Yahoo Revamps Website
Yahoo is allowing Firefox and Internet Explorer users to try their hands at their revamped beta homepage.
The new homepage has been completely Web 2.0’d and is outfitted in the necessary pastel trimmings (with five different color choices, ooo!) that have been all the rage this season. The overhaul is mostly cosmetic, but does feature a simpler navigation system and lots of personalization. Wonderfully, Yahoo! Answers, which just yesterday appeared out of the way at the bottom of the SERP, has been moved up to the top, making it permanently in the way.
Yahoo says the new design includes a bigger search box, but I’m not seeing how that’s true. It doesn’t look any bigger or prominent to me, and its positioning finds it almost getting lost in a sea of text. Honestly, my eyes skipped right past it when I first landed on the page. Overall, the page is still cluttered, loaded in AJAX and DHTML, has an array of useless information, and defaults back to the “old” Yahoo once you perform a search. What’s the point in that?
I suppose it’s better than before, but I still don’t find it particularly user-friendly – unless you’re using Yahoo for its portals and not for the actual search. Actually, now that I think of it, this probably is what you’re using it for. In that case, the new Personal Assistant box gives users’ instant access to Yahoo Mail, Messenger, Radio, Weather and other features.

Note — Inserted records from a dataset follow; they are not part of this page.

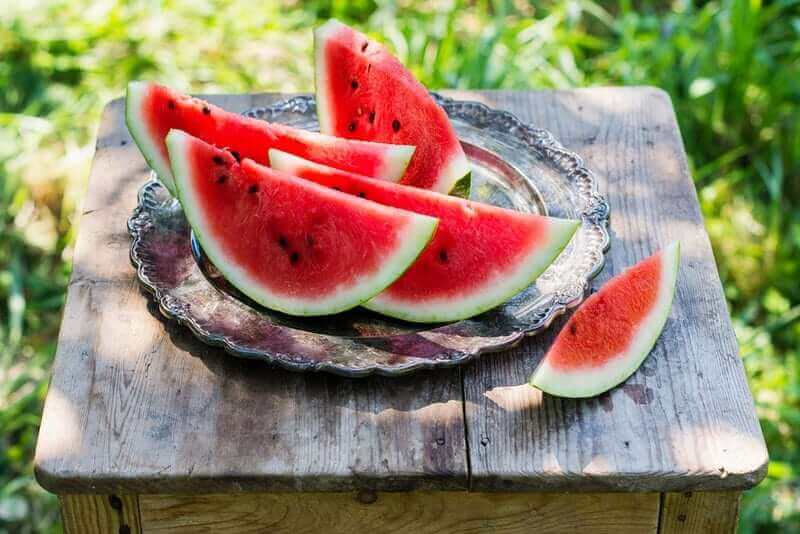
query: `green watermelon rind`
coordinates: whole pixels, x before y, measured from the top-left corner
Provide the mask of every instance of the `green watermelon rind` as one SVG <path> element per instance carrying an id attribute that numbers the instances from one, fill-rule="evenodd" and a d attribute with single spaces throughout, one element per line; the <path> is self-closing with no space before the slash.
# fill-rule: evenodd
<path id="1" fill-rule="evenodd" d="M 460 196 L 463 194 L 464 185 L 467 187 L 467 196 L 462 198 L 469 198 L 469 190 L 472 186 L 472 165 L 470 165 L 467 155 L 462 150 L 455 158 L 450 160 L 445 170 L 439 174 L 437 185 L 432 187 L 431 190 L 439 191 L 446 195 Z"/>
<path id="2" fill-rule="evenodd" d="M 161 150 L 153 143 L 153 136 L 147 131 L 147 124 L 142 119 L 141 109 L 150 84 L 147 82 L 130 82 L 125 95 L 125 124 L 139 147 L 145 161 L 158 176 L 158 180 L 172 194 L 176 195 L 175 178 L 170 163 Z"/>
<path id="3" fill-rule="evenodd" d="M 450 195 L 469 200 L 472 195 L 472 172 L 468 172 L 456 182 L 450 190 Z"/>
<path id="4" fill-rule="evenodd" d="M 327 41 L 340 27 L 341 23 L 331 19 L 314 30 L 314 96 L 317 102 L 317 121 L 319 122 L 320 132 L 333 130 L 331 113 L 328 110 L 328 101 L 330 100 L 328 97 L 328 84 L 325 83 L 325 80 L 320 79 L 323 73 L 328 72 L 322 43 Z"/>
<path id="5" fill-rule="evenodd" d="M 617 356 L 613 363 L 599 369 L 577 369 L 572 372 L 553 369 L 545 356 L 531 376 L 530 384 L 557 397 L 594 397 L 618 386 L 636 372 L 653 350 L 669 318 L 680 263 L 680 244 L 677 241 L 664 247 L 661 261 L 663 263 L 658 300 L 642 321 L 631 346 L 625 353 Z M 597 320 L 602 321 L 603 318 L 598 317 Z M 590 332 L 591 326 L 581 330 Z"/>
<path id="6" fill-rule="evenodd" d="M 441 299 L 426 302 L 424 307 L 411 302 L 394 302 L 385 294 L 362 304 L 367 309 L 388 317 L 414 323 L 448 323 L 468 319 L 495 308 L 530 286 L 567 246 L 580 223 L 571 219 L 548 217 L 546 241 L 537 244 L 513 273 L 499 273 L 486 290 L 464 299 Z M 457 304 L 456 304 L 457 303 Z"/>
<path id="7" fill-rule="evenodd" d="M 319 131 L 327 134 L 332 133 L 333 125 L 331 124 L 331 112 L 329 109 L 330 97 L 327 89 L 328 84 L 324 79 L 324 73 L 328 72 L 324 43 L 343 28 L 349 29 L 348 26 L 342 24 L 338 20 L 329 19 L 327 22 L 314 29 L 314 87 L 317 102 L 317 119 L 319 121 Z M 398 80 L 398 83 L 405 82 Z M 455 156 L 456 157 L 450 159 L 445 168 L 439 173 L 435 184 L 430 187 L 431 191 L 450 194 L 456 185 L 461 182 L 465 176 L 471 173 L 472 168 L 464 151 L 459 150 L 456 152 Z M 406 162 L 406 164 L 407 163 L 408 162 Z M 400 178 L 402 178 L 402 176 Z M 391 181 L 398 182 L 400 178 Z"/>
<path id="8" fill-rule="evenodd" d="M 198 202 L 192 197 L 192 187 L 189 182 L 191 170 L 185 148 L 189 139 L 191 139 L 189 134 L 178 130 L 171 130 L 167 135 L 167 150 L 172 163 L 173 175 L 176 178 L 177 197 L 183 207 L 184 215 L 202 245 L 203 251 L 214 266 L 242 293 L 267 308 L 300 316 L 329 315 L 354 308 L 380 293 L 402 276 L 425 249 L 439 223 L 436 218 L 406 212 L 411 215 L 411 221 L 404 242 L 384 261 L 382 268 L 378 269 L 377 273 L 368 279 L 362 279 L 357 286 L 341 292 L 340 295 L 330 298 L 315 296 L 302 299 L 275 295 L 255 283 L 235 264 L 228 261 L 217 241 L 211 238 L 211 232 L 204 224 L 204 217 L 198 209 Z M 327 188 L 319 187 L 321 191 L 330 193 Z M 352 197 L 348 195 L 347 198 Z M 373 205 L 373 209 L 377 207 L 381 210 L 403 211 L 377 204 Z"/>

I’ll surely like it better once MyYahoo! takes on the same format and I can pick which features I want and which I don’t. I don’t hate the new look, I’m just not crazy about all those widgets. I’m not interested in the marketplace or Yahoo! Pulse or anything else that connects me to the average searcher. I prefer my homepage to be about me – hearty chunks of news from different sources, maybe some weather, a splash of gossipy tech goodness and that’s about it. All these other features and space-taker-uppers need to go.
Currently, Yahoo founders Jerry Yang and David Filo have posted a video of themselves straight on the homepage to give users an ‘inside look’ behind the redesign. Because it’s not like we’ve been looking at screenshots of it for months. Yawn.